Microsoft, MasterCard ve Adobe CEO’sunun Hindistan’da aynı devlet lisesinden mezun olduğunu 2020 yılında bu köşede yazmıştım. Gerçekten de Hindistan’ın iyi eğitimli ve artık ABD’de orta üst sınıf olan diasporası, ülkenin dış ilişkileri açısından önemli bir avantaj. Hindistan’ın diğer iki önemli avantajıysa, hâlâ artan nüfusu ve yükselen gelir düzeyiyle önümüzdeki dönemde büyüyeceği kesin olan bir pazar olması ve Çin’e karşı stratejik konumu. Hindistan ve Çin askerleri en son 2020’de Himalayalar’daki sınırda taş ve baltalarla çatışmıştı. Sonrasında Modi, Çin’e tepki olarak Hindistan’da TikTok’u yasaklamıştı. İşte bu nedenlerle ABD bugün Hindistan’ı el üstünde tutuyor. Amerikan şirketlerini de Çin’deki değer zincirlerini Hindistan’a kaydırmaya özendiriyor.
ABD ile Hindistan’ın imzaladığı “Kritik ve Yeni Gelişen Teknolojilerde Ortaklık” anlaşmasının önemi de işte bu değer zincirlerine ilişkin. Anlaşmaya göre ABD, Hindistan’da iletken (çip) tasarımını, üretimini ve fabrikasyon ekosistemi oluşturulmasını destekleyecek, iki ülke insanlı uzay uçuşu ve Ay’da ticari yatırımlar üzerine iş birliği yapacak ve kuantum teknolojisi, 5G ve 6G üzerine ortak araştırmalar gerçekleştirilecek. Ayrıca ABD ve Hindistan’ın TÜ- BİTAK’ları ortak bir araştırma ajansı kuracak. Hatırlayalım: 1977’de Amerikalılar ile İsraillilerin kurduğu benzer bir kurum olan BIRD sayesinde İsrail bugünlerde dünyanın en büyük teknoloji merkezlerinden biri haline gelmeyi başardı.
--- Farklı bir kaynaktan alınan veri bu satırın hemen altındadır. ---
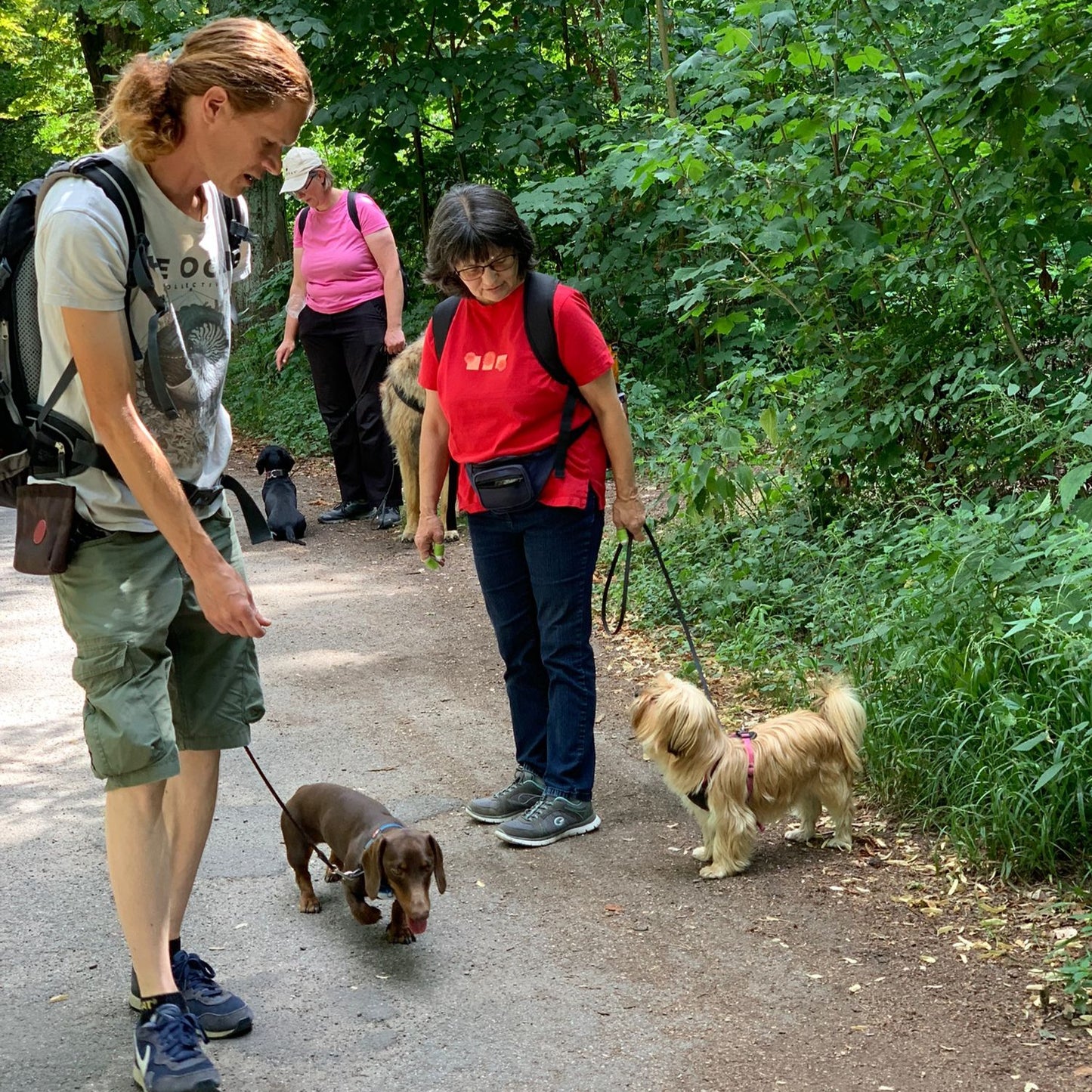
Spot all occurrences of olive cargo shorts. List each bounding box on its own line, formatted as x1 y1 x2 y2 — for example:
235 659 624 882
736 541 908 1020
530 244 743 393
51 512 265 790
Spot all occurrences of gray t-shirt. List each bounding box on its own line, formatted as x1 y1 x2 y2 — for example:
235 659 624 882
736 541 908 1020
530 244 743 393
35 147 250 531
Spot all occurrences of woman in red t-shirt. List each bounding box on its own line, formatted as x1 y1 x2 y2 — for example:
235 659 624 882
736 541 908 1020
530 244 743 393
275 147 407 527
415 186 645 845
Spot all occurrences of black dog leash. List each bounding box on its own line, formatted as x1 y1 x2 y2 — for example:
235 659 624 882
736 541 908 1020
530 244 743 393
599 522 713 704
243 747 363 880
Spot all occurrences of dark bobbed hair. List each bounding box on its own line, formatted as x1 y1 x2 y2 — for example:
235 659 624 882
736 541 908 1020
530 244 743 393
424 184 535 296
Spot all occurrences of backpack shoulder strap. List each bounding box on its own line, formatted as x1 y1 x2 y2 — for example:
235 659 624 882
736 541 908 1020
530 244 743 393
523 270 577 388
39 155 178 419
432 296 461 360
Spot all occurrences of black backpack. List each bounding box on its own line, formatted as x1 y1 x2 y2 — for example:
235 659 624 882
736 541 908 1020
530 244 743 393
299 190 410 311
432 270 602 478
0 155 250 508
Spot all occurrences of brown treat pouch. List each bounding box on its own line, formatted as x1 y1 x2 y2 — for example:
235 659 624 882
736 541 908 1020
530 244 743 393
13 483 76 577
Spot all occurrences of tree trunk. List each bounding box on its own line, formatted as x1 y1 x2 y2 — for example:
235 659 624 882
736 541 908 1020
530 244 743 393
74 8 147 110
235 175 292 326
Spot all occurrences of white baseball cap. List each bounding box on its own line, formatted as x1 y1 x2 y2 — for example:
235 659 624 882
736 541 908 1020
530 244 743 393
280 147 326 193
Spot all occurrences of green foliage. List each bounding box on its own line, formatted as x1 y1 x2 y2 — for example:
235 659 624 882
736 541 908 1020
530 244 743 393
1058 914 1092 1013
0 0 96 196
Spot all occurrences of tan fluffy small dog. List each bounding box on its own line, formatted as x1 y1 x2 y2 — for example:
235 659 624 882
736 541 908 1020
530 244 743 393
381 334 459 542
629 672 865 880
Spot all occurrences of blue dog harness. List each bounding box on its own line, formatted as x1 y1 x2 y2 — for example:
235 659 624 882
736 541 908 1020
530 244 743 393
360 820 405 899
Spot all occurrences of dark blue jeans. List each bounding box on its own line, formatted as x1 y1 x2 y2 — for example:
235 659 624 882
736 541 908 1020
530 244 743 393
467 493 603 800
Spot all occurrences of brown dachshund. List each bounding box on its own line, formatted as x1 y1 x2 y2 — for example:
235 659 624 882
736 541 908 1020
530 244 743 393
280 784 447 945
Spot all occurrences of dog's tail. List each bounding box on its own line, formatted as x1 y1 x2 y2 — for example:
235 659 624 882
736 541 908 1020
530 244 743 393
815 676 865 773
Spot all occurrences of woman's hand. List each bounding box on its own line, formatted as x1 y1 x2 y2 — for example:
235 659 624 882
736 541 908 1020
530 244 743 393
611 493 645 543
273 338 296 371
413 512 444 565
383 326 407 356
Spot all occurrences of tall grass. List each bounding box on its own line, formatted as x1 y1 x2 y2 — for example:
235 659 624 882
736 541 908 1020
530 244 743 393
615 391 1092 888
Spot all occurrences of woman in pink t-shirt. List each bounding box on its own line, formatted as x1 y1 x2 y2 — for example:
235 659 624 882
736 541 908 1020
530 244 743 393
415 186 645 846
275 147 405 527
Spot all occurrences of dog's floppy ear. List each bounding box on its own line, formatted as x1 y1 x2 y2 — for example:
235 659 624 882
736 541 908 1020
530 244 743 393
361 837 387 900
428 834 447 894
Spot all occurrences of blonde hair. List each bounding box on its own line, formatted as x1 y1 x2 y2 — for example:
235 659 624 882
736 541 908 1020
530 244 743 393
101 19 314 162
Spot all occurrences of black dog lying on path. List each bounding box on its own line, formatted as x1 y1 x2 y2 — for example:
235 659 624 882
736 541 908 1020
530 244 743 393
257 444 307 546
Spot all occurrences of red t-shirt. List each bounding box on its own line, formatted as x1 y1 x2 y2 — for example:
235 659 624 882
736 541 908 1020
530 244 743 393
420 284 614 512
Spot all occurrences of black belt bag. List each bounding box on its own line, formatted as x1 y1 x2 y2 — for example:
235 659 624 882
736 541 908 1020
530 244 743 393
466 447 555 512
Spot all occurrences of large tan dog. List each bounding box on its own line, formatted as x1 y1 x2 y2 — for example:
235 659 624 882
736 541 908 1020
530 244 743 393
630 672 865 879
382 334 459 542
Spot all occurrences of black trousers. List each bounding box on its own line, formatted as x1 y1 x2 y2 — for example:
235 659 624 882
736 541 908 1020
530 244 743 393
299 296 402 506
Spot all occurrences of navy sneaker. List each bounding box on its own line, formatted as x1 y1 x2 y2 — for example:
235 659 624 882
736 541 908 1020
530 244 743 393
496 794 602 845
129 951 255 1038
133 1004 219 1092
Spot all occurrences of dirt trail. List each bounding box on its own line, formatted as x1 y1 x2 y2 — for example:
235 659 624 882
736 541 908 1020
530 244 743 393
0 454 1092 1092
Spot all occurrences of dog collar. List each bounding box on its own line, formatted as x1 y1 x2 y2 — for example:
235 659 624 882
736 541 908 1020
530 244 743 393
361 820 405 899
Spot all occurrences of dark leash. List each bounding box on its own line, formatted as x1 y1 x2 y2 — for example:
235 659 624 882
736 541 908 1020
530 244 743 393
243 747 363 880
599 523 763 816
599 522 713 702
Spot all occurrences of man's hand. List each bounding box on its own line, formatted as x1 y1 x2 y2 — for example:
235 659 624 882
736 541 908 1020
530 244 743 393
413 511 444 565
193 558 273 636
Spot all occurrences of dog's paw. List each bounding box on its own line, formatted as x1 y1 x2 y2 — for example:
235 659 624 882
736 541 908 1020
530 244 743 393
698 865 735 880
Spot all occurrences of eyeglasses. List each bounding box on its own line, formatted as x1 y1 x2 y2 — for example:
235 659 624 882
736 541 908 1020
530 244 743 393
456 255 515 284
292 170 319 198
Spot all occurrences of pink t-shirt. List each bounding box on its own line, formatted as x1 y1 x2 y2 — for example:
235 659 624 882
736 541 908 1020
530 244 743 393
292 190 390 314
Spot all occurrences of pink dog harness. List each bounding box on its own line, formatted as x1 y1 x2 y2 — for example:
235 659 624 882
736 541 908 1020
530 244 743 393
733 729 763 799
687 729 763 830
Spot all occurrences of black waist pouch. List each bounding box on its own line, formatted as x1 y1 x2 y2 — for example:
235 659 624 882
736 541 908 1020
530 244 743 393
466 447 555 512
13 481 76 577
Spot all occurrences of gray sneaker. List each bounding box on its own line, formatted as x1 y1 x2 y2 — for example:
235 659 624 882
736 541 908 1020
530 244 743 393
497 795 603 845
466 766 544 822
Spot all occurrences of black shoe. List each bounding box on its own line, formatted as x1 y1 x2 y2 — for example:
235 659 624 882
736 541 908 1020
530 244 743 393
376 505 402 531
496 793 602 845
319 500 377 523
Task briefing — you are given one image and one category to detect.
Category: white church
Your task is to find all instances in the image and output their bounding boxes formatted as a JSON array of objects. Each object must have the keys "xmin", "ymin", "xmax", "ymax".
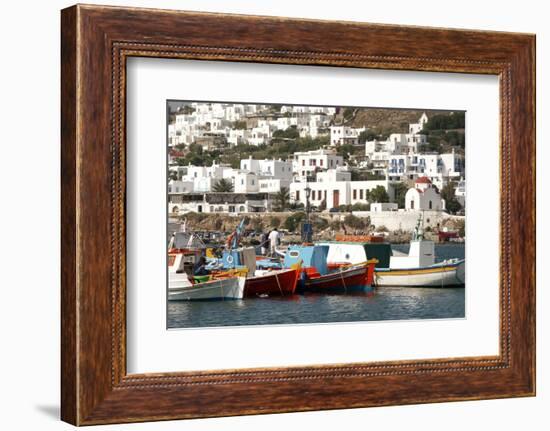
[{"xmin": 405, "ymin": 177, "xmax": 445, "ymax": 211}]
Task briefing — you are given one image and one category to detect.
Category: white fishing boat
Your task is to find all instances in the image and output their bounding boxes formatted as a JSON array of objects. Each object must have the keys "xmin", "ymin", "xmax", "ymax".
[
  {"xmin": 168, "ymin": 248, "xmax": 245, "ymax": 301},
  {"xmin": 322, "ymin": 213, "xmax": 466, "ymax": 287},
  {"xmin": 168, "ymin": 277, "xmax": 246, "ymax": 301},
  {"xmin": 374, "ymin": 259, "xmax": 466, "ymax": 287},
  {"xmin": 374, "ymin": 213, "xmax": 466, "ymax": 287}
]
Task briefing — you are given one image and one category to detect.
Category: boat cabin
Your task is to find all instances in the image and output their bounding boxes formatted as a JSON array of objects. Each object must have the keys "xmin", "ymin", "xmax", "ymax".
[
  {"xmin": 318, "ymin": 241, "xmax": 392, "ymax": 268},
  {"xmin": 283, "ymin": 245, "xmax": 329, "ymax": 275}
]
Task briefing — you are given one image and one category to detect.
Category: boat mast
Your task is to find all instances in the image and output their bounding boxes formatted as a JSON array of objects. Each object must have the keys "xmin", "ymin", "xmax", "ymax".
[{"xmin": 413, "ymin": 210, "xmax": 424, "ymax": 241}]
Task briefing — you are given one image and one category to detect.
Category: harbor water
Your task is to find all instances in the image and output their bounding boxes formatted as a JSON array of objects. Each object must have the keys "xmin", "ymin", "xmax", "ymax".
[{"xmin": 167, "ymin": 243, "xmax": 466, "ymax": 329}]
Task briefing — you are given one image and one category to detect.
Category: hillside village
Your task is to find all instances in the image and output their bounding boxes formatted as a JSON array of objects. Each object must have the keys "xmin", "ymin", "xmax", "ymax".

Tüm bunlar Türkiye için ne anlama geliyor? İlk olarak, ABD’nin kendi iç dinamiklerinin de etkisiyle dünyada değişen konumunu iyi okumamız gerekli. Bence bunu gayet de iyi yapıyoruz. İkinci olarak, bu değişen konuma göre atacağımız adımları kendi ekonomik ve teknolojik kapasitemize göre tasarlamamız lâzım. Yani gelişen kritik teknolojilerin ve değer zincirlerinin dış politika ile bu kadar iç içe geçtiği bir dönemde, ikili siyasal ilişkilerimizi bu kavramlardan bağımsız düşünemeyiz. Üçüncü olarak, ABD ile ilişkilerimizde her zaman geri kalan alan artık ayan beyan görünüyor: Teknolojik iş birliği. Türkiye ve ABD arasında özel sektör iş birliğini katalize edecek örnekler ve teknoloji diplomasisi araçları mevcut. Bunları iyi gözlemleyip kullanmamız gerekli. Tabii ki, bu ilişkileri sadece ABD özelinde geliştirmek zorunda değiliz. Yeni dış politika ikliminde, özellikle kısa vadede, İsrail ve Birleşik Arap Emirlikleri’nin yanı sıra Çin ve Hindistan da teknolojik iş birliğinin geliştirilebileceği ülkeler olarak öne çıkıyor.